In apparenza i noir di Banville non hanno il crisma del romanzo sociale, piuttosto dell’intrigo familiare, del covo di serpi che si annida nell’intimità, ma con il progredire della vicenda finiscono ineluttabilmente con il precipitare nel dramma storico-sociale, come avviene anche in Delitto d’inverno. Nell’Irlanda del 1957, cattolica, clericale e bigotta, che sconta ancora il trauma della guerra di indipendenza, nella magione degradata di un ancora eminente signore protestante viene barbaramente ucciso un sacerdote cattolico amico del padrone di casa. A indagare viene mandato, per convenienza o rispetto degli equilibri geo-politici, un ispettore protestante che a dispetto delle apparenze ha tratti che lo avvicinano più che distanziarlo dal Marlowe di Chandler, che non a caso Banville ha magistralmente resuscitato e riscritto in La bionda dagli occhi neri. L’americano è un “duro” ma vulnerabile sotto la scorza, come l’irlandese, il quale, malgrado l’apparente disincanto, quando scompare misteriosamente il suo assistente sergente Jenkins va in crisi e non si darà pace. la loro, come dice Chandlder, è “la lotta di tutti gli uomini fondamentalmente onesti per guadagnarsi da vivere in un mondo corrotto”. Strafford non sa neanche perché ha scelto di fare il poliziotto in divisa anziché l’avvocato in toga. 

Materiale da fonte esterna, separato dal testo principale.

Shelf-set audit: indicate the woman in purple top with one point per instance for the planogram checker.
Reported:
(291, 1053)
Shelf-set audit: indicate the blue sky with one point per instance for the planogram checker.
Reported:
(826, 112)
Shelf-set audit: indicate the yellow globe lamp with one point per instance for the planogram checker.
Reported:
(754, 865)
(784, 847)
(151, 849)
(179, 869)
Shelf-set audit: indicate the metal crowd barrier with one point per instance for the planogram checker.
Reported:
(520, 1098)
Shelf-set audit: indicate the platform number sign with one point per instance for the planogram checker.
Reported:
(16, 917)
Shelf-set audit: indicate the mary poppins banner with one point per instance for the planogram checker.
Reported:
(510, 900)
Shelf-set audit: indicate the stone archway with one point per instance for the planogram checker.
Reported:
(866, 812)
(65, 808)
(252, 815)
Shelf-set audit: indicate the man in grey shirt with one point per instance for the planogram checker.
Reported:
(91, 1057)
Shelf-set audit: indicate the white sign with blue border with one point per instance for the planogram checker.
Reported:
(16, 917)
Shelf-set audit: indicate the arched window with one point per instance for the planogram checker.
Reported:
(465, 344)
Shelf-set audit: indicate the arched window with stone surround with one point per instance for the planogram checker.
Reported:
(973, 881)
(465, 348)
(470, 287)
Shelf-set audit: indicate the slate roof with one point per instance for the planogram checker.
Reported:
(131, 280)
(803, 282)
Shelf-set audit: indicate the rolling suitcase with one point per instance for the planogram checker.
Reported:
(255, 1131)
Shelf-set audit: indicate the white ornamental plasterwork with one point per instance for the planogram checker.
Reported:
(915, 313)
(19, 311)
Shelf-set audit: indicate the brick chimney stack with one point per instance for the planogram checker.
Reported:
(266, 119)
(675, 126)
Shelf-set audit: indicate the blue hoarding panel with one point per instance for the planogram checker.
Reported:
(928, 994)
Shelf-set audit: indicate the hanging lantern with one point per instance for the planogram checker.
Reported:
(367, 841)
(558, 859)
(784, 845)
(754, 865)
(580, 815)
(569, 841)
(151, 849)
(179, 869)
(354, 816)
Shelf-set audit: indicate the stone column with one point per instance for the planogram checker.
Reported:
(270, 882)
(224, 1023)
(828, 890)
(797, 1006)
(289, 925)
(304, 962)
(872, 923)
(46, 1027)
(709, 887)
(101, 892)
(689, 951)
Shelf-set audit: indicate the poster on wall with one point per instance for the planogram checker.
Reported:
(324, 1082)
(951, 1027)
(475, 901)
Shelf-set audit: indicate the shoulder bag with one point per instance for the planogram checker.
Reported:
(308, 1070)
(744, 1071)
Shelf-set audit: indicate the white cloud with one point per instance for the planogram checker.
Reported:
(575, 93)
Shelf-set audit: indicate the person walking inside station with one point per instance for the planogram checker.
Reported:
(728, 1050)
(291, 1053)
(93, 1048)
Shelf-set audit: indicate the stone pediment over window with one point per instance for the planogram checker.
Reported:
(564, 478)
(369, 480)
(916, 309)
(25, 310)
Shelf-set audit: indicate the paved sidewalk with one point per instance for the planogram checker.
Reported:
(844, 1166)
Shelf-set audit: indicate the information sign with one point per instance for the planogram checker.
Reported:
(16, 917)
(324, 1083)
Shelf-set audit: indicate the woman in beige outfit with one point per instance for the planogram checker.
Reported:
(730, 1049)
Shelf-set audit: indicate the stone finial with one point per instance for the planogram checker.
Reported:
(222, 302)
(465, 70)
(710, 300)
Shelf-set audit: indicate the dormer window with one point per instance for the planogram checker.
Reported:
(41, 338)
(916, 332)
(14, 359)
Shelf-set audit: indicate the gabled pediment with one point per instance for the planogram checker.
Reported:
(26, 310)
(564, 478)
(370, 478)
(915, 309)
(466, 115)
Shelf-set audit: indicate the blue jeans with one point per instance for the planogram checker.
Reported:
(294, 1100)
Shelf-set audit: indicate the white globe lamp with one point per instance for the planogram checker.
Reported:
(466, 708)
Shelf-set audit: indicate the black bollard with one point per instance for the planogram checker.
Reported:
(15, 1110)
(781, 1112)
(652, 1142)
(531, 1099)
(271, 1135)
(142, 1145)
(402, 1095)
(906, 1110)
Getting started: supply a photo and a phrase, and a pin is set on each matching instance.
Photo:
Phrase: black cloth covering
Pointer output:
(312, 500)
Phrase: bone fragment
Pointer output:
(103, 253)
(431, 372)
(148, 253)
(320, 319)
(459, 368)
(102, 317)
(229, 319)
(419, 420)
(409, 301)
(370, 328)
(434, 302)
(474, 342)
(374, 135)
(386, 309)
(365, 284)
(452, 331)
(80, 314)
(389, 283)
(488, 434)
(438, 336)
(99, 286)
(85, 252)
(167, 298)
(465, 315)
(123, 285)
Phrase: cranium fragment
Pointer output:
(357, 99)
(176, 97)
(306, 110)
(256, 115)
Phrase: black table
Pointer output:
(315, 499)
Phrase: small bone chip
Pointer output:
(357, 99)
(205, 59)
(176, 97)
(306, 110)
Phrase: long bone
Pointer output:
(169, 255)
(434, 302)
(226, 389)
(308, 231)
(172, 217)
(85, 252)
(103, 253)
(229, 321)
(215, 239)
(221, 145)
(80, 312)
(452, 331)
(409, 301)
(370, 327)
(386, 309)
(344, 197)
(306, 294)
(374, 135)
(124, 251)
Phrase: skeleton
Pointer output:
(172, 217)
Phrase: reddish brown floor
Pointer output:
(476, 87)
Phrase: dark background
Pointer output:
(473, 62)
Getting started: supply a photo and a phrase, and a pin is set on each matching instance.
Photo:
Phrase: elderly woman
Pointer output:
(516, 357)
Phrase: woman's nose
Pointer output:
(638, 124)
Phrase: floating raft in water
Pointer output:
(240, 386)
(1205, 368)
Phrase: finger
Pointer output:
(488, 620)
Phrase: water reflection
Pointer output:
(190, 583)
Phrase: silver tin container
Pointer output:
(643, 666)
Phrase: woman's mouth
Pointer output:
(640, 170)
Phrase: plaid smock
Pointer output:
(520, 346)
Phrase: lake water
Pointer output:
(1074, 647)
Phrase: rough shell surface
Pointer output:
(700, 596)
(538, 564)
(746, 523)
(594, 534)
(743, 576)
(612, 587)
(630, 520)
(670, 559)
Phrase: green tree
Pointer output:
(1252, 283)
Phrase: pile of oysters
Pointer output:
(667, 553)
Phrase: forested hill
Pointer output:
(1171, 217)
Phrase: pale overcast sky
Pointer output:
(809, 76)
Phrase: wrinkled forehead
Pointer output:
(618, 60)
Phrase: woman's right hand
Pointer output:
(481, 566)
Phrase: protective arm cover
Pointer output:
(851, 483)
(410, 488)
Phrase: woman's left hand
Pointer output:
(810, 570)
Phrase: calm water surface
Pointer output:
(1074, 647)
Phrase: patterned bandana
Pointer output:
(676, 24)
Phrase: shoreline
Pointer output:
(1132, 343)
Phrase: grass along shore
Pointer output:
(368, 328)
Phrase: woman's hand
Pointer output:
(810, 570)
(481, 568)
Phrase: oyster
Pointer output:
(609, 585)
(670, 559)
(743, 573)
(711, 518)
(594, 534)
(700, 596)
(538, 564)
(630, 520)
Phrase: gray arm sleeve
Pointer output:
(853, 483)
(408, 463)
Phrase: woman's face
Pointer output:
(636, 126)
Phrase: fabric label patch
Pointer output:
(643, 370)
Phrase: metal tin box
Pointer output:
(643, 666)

La soluzione del delitto è di per sé complicata, con solo cinque-sei persone che avrebbero avuto materialmente la possibilità e forse l’interesse di commetterlo: il colonnello padrone di casa, la moglie svanita, la figlia ribelle, il figlio ambiguo, la governante-cuoca, il cognato debosciato. Ma i conti non tornano, i fatti non si incastrano. Sulle indagini piomba la potente Chiesa Cattolica d’Irlanda addirittura nella persona dell’arcivescovo, che con “un freddo sorrisino tagliente” fa presente a Strafford quel che è più opportuno fare e lo congeda con un avvertimento: “Stia certo che terrò d’occhio i suoi progressi con la massima attenzione”. Si riferisce alle indagini o alla carriera? Si può mettere a tacere la Storia che si intreccia con piccole storie turpi di ragazze madri schiave nelle lavanderie delle suore, di figli bastardi rinchiusi in orfanatrofi lager e prede sessuali di sacerdoti-educatori? E quando vengono denunciati, il vescovo li sposta in un’altra parrocchia. È lì che bisognerebbe scavare. Un flashback di dieci anni prima, il monologo di uno sconosciuto ma riconoscibile, apre alla soluzione anche per il lettore. Che ora si pone la domanda: che cosa farà Strafford?